After 5 multi-scale analysis units, expanding the multi-scale analyzed features by using a 1024-dimensional full-connection layer, and remolding the output feature tensor into a 4-dimensional tensor form [ sentence number, sentence length, 4, 256]. And then, respectively feeding the two groups of remodeled characteristic tensors into a gating linear decoding unit for decoding operation. The operation mode of the linear decoding unit is shown in fig. 3 (b), unlike the linear encoding unit, the linear decoding unit adopts two-dimensional deconvolution operation to realize expansion of the feature tensor, each decoding unit adopts a convolution kernel of 1×3, performs two-dimensional deconvolution in a mode of step length of 1×2, so that gradual expansion of the feature of each channel can be realized, and the number of channels adopts a gradually decreasing mode to be 128, 64, 32, 16,1 respectively, so that the output tensors of 5 linear decoding units are sequentially obtained, namely: [ number of sentences, sentence length, 9, 128], [ number of sentences, sentence length, 19, 64], [ number of sentences, sentence length, 39, 32], [ number of sentences, sentence length, 80, 16], and [ number of sentences, sentence length, 161,1]. Similarly, the output of each gated linear decoding unit also performs exponential linear activation in equation (1) to perform nonlinear transformation of the feature, and the gated linear decoding unit is shown in fig. 3 (b).
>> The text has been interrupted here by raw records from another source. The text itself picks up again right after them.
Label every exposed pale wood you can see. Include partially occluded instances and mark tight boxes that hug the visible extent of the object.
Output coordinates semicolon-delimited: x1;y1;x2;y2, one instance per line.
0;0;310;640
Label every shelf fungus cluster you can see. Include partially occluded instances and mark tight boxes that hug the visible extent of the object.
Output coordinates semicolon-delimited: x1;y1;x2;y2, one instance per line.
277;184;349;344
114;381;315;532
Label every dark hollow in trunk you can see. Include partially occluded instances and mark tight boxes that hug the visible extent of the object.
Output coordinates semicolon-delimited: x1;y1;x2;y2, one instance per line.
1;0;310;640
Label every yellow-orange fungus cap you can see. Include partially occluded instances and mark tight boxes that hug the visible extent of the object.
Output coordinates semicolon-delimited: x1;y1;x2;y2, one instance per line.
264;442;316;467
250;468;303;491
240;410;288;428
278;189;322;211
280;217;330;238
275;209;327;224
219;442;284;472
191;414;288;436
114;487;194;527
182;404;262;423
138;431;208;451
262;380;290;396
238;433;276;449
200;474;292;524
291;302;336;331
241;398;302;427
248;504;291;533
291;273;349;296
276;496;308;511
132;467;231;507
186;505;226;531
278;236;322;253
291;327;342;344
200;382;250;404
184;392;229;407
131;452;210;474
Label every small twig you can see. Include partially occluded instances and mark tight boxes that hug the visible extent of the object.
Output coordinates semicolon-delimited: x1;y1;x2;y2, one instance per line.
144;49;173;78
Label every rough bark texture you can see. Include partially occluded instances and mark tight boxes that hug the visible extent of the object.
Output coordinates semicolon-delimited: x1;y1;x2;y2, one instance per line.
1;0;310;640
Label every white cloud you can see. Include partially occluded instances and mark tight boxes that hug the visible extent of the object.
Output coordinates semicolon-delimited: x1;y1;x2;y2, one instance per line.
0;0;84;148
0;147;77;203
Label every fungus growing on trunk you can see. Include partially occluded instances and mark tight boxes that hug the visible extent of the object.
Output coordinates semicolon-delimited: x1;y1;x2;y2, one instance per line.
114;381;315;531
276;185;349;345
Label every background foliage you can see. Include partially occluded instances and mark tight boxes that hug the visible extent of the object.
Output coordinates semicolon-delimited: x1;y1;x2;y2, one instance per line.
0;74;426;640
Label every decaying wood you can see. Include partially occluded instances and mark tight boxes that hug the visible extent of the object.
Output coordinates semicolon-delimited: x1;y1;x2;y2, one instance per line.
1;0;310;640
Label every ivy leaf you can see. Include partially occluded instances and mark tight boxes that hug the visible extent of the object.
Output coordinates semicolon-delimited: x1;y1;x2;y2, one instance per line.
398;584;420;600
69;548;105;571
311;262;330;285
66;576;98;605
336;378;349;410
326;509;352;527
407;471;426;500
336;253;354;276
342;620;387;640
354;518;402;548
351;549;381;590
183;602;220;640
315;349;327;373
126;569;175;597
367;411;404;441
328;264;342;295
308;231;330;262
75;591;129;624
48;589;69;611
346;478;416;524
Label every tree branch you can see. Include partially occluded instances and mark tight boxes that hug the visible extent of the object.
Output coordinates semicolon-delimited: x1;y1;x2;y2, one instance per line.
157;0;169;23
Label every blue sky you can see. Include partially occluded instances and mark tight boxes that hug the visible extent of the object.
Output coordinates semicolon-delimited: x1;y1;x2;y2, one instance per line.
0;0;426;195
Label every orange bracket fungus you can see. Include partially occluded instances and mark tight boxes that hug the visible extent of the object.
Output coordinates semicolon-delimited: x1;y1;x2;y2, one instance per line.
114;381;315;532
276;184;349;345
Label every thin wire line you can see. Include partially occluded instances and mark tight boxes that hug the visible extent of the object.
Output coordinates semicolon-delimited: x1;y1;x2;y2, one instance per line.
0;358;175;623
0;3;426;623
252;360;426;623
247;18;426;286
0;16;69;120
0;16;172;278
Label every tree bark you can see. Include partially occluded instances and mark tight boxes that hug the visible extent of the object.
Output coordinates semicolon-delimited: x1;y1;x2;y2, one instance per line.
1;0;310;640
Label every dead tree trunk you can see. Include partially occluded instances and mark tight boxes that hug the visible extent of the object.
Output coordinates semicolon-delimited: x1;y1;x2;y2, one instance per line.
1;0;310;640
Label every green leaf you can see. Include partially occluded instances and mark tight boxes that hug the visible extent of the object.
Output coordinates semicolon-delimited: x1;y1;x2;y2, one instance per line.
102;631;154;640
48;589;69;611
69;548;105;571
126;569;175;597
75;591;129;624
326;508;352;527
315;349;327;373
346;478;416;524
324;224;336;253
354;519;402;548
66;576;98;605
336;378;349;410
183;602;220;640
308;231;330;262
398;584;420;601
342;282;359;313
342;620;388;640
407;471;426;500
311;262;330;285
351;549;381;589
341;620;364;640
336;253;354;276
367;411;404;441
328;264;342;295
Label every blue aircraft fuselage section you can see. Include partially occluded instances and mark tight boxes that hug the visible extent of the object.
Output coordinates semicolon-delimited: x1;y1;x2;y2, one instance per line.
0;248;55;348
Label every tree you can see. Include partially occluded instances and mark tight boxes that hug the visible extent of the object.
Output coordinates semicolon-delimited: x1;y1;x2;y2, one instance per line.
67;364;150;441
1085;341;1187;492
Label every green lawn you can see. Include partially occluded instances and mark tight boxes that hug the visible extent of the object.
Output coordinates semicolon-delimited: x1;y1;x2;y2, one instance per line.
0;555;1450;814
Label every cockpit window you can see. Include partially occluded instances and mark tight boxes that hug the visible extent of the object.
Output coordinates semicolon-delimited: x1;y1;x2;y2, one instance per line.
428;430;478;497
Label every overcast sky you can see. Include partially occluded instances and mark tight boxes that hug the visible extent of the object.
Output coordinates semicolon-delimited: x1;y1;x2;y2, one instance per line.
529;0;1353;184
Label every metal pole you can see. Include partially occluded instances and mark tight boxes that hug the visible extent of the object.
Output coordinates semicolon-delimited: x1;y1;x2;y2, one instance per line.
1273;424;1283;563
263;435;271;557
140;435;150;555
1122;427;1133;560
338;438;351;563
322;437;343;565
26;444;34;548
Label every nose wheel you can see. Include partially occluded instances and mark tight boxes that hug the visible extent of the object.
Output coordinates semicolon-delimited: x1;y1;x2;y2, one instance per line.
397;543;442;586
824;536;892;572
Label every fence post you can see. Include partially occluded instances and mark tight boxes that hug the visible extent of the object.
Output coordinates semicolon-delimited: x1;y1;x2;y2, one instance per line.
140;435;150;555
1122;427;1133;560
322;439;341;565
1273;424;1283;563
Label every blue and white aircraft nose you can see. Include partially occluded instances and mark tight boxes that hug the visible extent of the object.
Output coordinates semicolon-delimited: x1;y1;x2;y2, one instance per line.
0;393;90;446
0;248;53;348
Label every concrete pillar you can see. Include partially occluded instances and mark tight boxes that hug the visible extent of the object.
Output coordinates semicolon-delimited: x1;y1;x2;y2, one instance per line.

After the neural network model is constructed, a great amount of data is required to be trained, so that the neural network model has the capability of mapping pure real-imaginary frequency spectrums. Firstly, preparing enough pairs of noisy speech complex spectrum and ideal speech complex spectrum as training data sets, so that we choose 4620 sentences in TIMIT dataset [1] as clean speech data of the training sets, and then using 12 kinds of noise in NOISEX-92 [2] noise library, including restaurant noise, 2 kinds of fighter noise, 2 kinds of expelling ship noise, factory noise, tank noise, volvo car noise, high-frequency channel noise, white noise, leopard type of war car noise and gun noise, as noise data, randomly mixing with clean speech, and leading the mixed signal-to-noise ratio to be between [ -5,15], and obtaining noisy training data with a total time length of about 38 hours. In order to adjust the parameters of the model, a verification set is required to be set, 280 sentences are also selected from the test set of the TMIT data set to be used as pure voice data of the verification set, and the pure voice data and 12 kinds of noise in the training set are uniformly mixed with each other with the signal to noise ratio of-5 to 15 dB. The loss function during the training of the gated multi-scale cavity convolution network is calculated by mean square error, the calculation formula is shown as a formula (2), wherein n and k are respectively the frame and frequency indexes of the voice signal, X real (n, k) and X imag (n, k) are ideal real-imaginary part spectrums, andAnd/>Then the real-imaginary spectrum of the neural network output:
During training, the overfitting problem of the model is reduced in a mode of 20% random neuron inactivation rate and batch normalization, the Adam optimization algorithm is utilized for back propagation, the iteration is performed for 50 times at a learning rate of 0.001, and then the iteration is performed for 10 times at a learning rate of 0.0001, so that the gated multi-scale cavity convolution network model with the real-imaginary part spectrum of the mapped pure voice can be obtained.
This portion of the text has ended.